Political Strategy for a Permanent Democratic Majority

POLITICAL SCIENCE RESEARCH – JULY 2010

From the American Journal of Political Science

Constituents’ Responses to Congressional Roll-Call Voting

Stephen Ansolabehere and Philip Edward Jones

July 2010

ABSTRACT

Do citizens hold their representatives accountable for policy decisions, as commonly assumed in theories of legislative politics? Previous research has failed to yield clear evidence on this question for two reasons: measurement error arising from noncomparable indicators of legislators’ and constituents’ preferences and potential simultaneity between constituents’ beliefs about and approval of their representatives. Two new national surveys address the measurement problem directly by asking respondents how they would vote and how they think their representatives voted on key roll-call votes. Using the actual votes, we can, in turn, construct instrumental variables that correct for simultaneity. We find that the American electorate responds strongly to substantive representation. (1) Nearly all respondents have preferences over important bills before Congress. (2) Most constituents hold beliefs about their legislators’ roll-call votes that reflect both the legislators’ actual behavior and the parties’ policy reputations. (3) Constituents use those beliefs to hold their legislators accountable.


The Electoral Costs of Party Loyalty in Congress

Jamie L. Carson, Gregory Koger, Matthew J. Lebo and Everett Young

July 2010

ABSTRACT

To what extent is party loyalty a liability for incumbent legislators? Past research on legislative voting and elections suggests that voters punish members who are ideologically “out of step” with their districts. In seeking to move beyond the emphasis in the literature on the effects of ideological extremity on legislative vote share, we examine how partisan loyalty can adversely affect legislators’ electoral fortunes. Specifically, we estimate the effects of each legislator’s party unity–the tendency of a member to vote with his or her party on salient issues that divide the two major parties–on vote margin when running for reelection. Our results suggest that party loyalty on divisive votes can indeed be a liability for incumbent House members. In fact, we find that voters are not punishing elected representatives for being too ideological; they are punishing them for being too partisan.

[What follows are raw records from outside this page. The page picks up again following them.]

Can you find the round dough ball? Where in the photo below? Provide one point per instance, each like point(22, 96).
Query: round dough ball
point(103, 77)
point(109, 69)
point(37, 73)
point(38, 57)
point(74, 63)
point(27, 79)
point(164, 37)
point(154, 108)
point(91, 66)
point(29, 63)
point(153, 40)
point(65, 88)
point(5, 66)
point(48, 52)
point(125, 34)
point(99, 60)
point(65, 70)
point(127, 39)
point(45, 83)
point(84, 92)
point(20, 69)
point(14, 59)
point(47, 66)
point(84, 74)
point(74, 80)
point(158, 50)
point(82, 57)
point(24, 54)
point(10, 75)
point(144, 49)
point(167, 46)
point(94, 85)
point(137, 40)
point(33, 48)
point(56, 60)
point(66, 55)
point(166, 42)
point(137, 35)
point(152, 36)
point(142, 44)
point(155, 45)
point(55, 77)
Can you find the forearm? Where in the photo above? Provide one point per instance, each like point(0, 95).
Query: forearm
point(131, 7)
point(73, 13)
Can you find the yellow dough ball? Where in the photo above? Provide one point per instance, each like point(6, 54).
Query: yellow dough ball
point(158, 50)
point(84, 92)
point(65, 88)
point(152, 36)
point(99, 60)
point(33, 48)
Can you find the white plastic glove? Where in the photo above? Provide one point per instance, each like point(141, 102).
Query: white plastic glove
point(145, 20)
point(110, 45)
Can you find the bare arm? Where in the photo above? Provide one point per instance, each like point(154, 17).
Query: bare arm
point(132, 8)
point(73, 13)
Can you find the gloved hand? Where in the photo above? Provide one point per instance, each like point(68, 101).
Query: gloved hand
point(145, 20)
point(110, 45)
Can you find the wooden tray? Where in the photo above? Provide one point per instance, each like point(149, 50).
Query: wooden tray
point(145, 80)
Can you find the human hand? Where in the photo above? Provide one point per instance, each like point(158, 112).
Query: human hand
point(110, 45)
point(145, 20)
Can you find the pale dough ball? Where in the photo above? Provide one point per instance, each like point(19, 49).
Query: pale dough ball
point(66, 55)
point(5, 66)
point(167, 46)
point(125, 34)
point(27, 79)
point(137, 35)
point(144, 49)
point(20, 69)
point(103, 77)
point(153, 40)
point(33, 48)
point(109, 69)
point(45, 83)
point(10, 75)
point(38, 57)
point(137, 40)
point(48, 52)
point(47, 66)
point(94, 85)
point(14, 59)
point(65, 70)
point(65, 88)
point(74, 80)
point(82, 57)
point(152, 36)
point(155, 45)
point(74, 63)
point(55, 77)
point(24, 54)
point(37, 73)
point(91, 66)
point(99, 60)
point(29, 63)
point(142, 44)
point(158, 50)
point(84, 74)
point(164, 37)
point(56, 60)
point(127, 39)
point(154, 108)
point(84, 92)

Party Identification, Issue Attitudes, and the Dynamics of Political Debate

Logan Dancey  and Paul Goren

July 2010

ABSTRACT

This article investigates whether media coverage of elite debate surrounding an issue moderates the relationship between individual-level partisan identities and issue preferences. We posit that when the news media cover debate among partisan elites on a given issue, citizens update their party identities and issue attitudes. We test this proposition for a quartet of prominent issues debated during the first Clinton term: health care reform, welfare reform, gay rights, and affirmative action. Drawing on data from the Vanderbilt Television News Archives and the 1992-93-94-96 NES panel, we demonstrate that when partisan debate on an important issue receives extensive media coverage, partisanship systematically affects–and is affected by–issue attitudes. When the issue is not being contested, dynamic updating between party ties and issue attitudes ceases.

 

Public Opinion Polls, Voter Turnout, and Welfare: An Experimental Study

Jens Großer  and Arthur Schram

July 2010

ABSTRACT

We experimentally study the impact of public opinion poll releases on voter turnout and welfare in a participation game. We find higher overall turnout rates when polls inform the electorate about the levels of support for the candidates than when polls are prohibited. Distinguishing between allied and floating voters, our data show that this increase in turnout is entirely due to floating voters. When polls indicate equal levels of support for the candidates, turnout is high and welfare is low (compared to the situation without polls). In contrast, when polls reveal more unequal levels of support, turnout is lower with than without this information, while the effect of polls on welfare is nonnegative. Finally, many of our results are well predicted by quantal response (logit) equilibrium.

 

From The British Journal of Political Science

The Political Conditionality of Mass Media Influence: When Do Parties Follow Mass Media Attention?

Christoffer Green-Pedersen and Rune Stubager

July 2010

ABSTRACT

Claims regarding the power of the mass media in contemporary politics are much more frequent than research actually analysing the influence of mass media on politics. Building upon the notion of issue ownership, this article argues that the capacity of the mass media to influence the respective agendas of political parties is conditioned upon the interests of the political parties. Media attention to an issue generates attention from political parties when the issue is one that political parties have an interest in politicizing in the first place. The argument of the article is supported in a time-series study of mass media influence on the opposition parties’ agenda in Denmark over a twenty-year period.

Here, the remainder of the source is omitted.